THE International Monetary Fund (IMF) has recommended a cautious and gradual approach to the transfer of the Treasury account from the Commercial Bank of Zimbabwe (CBZ) to the Reserve Bank of Zimbabwe (RBZ).

In a statement, the IMF said the government’s consolidated revenue account could only be transferred after the RBZ balance sheet has been sufficiently strengthened.

Over the past five years, CBZ Bank has been handling government’s consolidated revenue account and transferring the account to the central bank has been initiated this month.

However, since the beginning of this month government has initiated efforts to ensure the central bank assumes its primary role.

“The transfer carries implementation risk, as the RBZ has not performed this function for several years, is not able to provide an overdraft facility, and its information systems are still not fully linked to the Treasury systems,” the IMF said in a statement.

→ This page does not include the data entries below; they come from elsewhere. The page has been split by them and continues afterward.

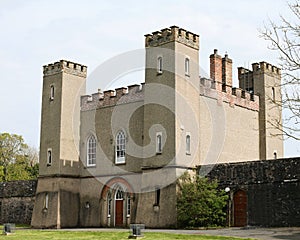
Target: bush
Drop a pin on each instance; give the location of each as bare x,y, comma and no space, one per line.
200,203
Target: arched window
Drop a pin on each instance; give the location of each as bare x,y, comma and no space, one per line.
187,66
109,202
188,144
159,65
51,92
158,142
91,151
120,147
119,194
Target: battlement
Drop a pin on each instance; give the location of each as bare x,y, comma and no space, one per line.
123,95
228,94
265,68
171,34
65,66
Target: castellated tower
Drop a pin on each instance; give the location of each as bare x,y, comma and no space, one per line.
265,81
58,184
171,107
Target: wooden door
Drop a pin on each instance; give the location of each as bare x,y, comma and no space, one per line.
240,208
119,213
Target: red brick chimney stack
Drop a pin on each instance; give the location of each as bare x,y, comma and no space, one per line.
227,70
216,66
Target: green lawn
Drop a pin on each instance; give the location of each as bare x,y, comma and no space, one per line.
64,235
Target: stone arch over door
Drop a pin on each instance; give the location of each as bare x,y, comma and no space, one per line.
117,195
240,208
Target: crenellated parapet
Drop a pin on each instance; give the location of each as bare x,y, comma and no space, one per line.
108,98
65,66
232,96
171,34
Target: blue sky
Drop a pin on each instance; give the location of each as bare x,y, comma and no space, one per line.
35,33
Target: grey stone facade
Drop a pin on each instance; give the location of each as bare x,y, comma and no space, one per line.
112,158
272,188
17,201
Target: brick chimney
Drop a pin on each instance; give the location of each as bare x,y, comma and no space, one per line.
226,71
216,66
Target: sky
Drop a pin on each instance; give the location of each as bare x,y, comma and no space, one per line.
35,33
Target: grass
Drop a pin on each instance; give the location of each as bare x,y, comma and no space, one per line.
90,235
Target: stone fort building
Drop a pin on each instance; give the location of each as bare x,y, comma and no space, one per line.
112,158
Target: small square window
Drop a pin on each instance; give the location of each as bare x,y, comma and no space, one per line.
158,143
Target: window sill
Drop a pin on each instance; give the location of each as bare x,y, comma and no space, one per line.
120,163
91,166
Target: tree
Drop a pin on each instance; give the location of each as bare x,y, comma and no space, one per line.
200,203
285,39
18,161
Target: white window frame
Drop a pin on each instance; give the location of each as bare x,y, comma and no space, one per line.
109,204
128,209
187,66
120,149
158,140
159,64
188,144
52,92
91,151
49,157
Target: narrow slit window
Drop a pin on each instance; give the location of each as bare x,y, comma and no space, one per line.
109,202
187,66
91,151
158,142
51,92
159,65
273,94
128,206
120,147
157,197
49,157
188,144
46,201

Folllowing dollarisation of the economy in February 2009, the bank has not been able to play its lender of last resort function and has been unable to influence monetary policy owing to the use of foreign currency.

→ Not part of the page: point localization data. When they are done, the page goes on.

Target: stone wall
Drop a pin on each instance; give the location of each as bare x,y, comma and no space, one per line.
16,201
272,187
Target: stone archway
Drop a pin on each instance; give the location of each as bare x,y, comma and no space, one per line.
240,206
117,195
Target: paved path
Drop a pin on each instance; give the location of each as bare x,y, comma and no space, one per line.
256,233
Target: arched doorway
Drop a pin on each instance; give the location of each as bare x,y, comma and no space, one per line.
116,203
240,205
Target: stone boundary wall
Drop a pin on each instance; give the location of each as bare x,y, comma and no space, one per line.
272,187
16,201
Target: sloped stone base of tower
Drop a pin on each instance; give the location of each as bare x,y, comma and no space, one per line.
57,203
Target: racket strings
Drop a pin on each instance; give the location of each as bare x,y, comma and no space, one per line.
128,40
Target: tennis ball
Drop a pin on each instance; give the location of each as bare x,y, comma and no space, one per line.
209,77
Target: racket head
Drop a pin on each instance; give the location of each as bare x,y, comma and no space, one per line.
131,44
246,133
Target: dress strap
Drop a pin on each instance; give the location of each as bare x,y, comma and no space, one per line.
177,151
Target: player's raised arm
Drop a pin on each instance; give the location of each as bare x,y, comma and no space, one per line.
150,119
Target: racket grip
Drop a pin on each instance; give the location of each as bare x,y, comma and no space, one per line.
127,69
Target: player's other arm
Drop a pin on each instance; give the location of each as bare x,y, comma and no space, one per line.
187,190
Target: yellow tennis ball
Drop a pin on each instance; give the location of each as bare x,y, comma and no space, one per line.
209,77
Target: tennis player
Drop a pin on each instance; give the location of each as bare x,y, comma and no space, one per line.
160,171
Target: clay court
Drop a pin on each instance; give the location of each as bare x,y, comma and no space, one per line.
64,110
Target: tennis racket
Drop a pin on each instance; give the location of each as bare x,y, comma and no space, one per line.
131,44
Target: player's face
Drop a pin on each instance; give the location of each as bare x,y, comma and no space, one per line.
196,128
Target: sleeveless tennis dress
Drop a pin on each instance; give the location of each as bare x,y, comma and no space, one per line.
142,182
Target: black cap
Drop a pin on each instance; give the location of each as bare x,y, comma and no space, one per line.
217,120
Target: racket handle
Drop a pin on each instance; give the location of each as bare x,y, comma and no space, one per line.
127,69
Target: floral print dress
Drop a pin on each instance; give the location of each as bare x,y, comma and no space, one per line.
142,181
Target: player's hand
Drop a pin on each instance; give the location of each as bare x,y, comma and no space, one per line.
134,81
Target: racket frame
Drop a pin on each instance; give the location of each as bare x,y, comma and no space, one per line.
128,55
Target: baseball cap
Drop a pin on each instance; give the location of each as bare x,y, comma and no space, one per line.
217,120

The IMF noted that with a robust lender of last resort facility, the central bank will be in a position to participate more significantly in the development of the inter-bank market and accommodate solvent institutions that experience temporary
liquidity shortages.

“There should be a sufficiently long transition period during which clear arrangements are maintained with CBZ to back-stop and cover any cash-flow gaps. Furthermore, this change will require  MoFED [Finance ministry] and RBZ close coordination and stronger cash management,” the IMF said.

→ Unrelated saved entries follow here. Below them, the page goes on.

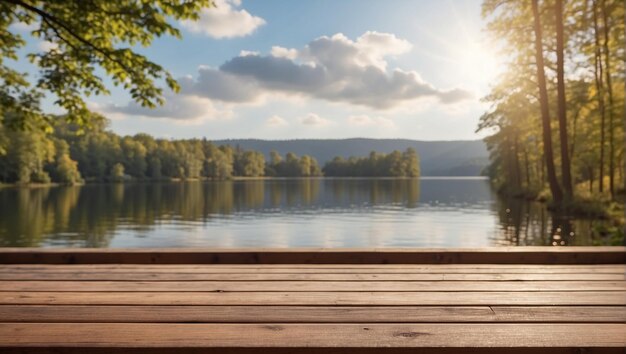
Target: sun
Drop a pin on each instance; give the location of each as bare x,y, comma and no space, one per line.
479,65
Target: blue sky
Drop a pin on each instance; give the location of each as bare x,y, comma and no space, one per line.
283,69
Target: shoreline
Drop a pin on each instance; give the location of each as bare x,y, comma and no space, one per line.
237,178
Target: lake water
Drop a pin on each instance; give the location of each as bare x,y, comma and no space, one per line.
427,212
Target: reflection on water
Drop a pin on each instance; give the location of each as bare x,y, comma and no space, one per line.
282,213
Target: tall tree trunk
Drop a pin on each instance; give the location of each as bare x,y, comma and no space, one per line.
566,174
526,166
598,73
518,170
609,90
555,189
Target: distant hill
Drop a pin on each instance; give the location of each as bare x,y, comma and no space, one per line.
437,158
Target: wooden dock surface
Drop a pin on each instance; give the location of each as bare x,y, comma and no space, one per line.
540,300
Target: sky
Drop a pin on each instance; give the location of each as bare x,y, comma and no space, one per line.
283,69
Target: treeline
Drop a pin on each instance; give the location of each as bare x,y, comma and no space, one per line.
557,111
97,154
394,164
73,155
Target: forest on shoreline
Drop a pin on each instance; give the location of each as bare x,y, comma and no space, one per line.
73,154
556,121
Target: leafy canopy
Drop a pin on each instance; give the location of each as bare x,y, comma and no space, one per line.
84,36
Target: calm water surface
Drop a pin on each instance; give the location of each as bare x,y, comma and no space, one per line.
433,212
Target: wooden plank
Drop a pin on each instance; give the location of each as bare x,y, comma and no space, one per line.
126,267
15,335
552,298
81,349
311,314
262,269
306,277
502,255
300,286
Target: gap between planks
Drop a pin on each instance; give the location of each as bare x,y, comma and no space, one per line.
312,314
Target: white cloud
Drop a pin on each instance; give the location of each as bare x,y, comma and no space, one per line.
281,52
225,20
365,120
181,108
314,120
332,69
339,69
245,53
275,121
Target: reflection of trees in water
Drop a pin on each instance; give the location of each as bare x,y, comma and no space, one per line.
348,192
530,223
89,215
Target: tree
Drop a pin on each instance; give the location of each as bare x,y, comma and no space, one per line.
85,36
566,175
67,170
117,172
555,189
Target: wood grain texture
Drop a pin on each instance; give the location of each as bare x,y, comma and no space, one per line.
312,314
101,276
302,286
501,255
311,335
317,269
547,298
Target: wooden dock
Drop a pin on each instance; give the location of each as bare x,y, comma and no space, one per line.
513,300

Since the introduction of the multi-currency regime, which has constrained the use of monetary policy instruments, the RBZ has continued to focus on promoting a strong and stable financial system; and ensuring that the multi-currency system is maintained to restore and enhance confidence and credibility.

However, the IMF noted that the authorities share the IMF mission’s assessment that vulnerabilities still exist in the financial sector.

Nonetheless, they believe that the recently announced initiatives, such as finalisation of the framework for a credit reference bureau, would improve the sector’s performance and stability.

In March 2014, a $100 million interbank facility by Afreximbank was launched to address the liquidity crunch in the system.

“Through this facility, illiquid, but solvent financial institutions will be able to access temporary funding. The authorities hope that this will help restore confidence in the market and encourage interbank activity,” the IMF said.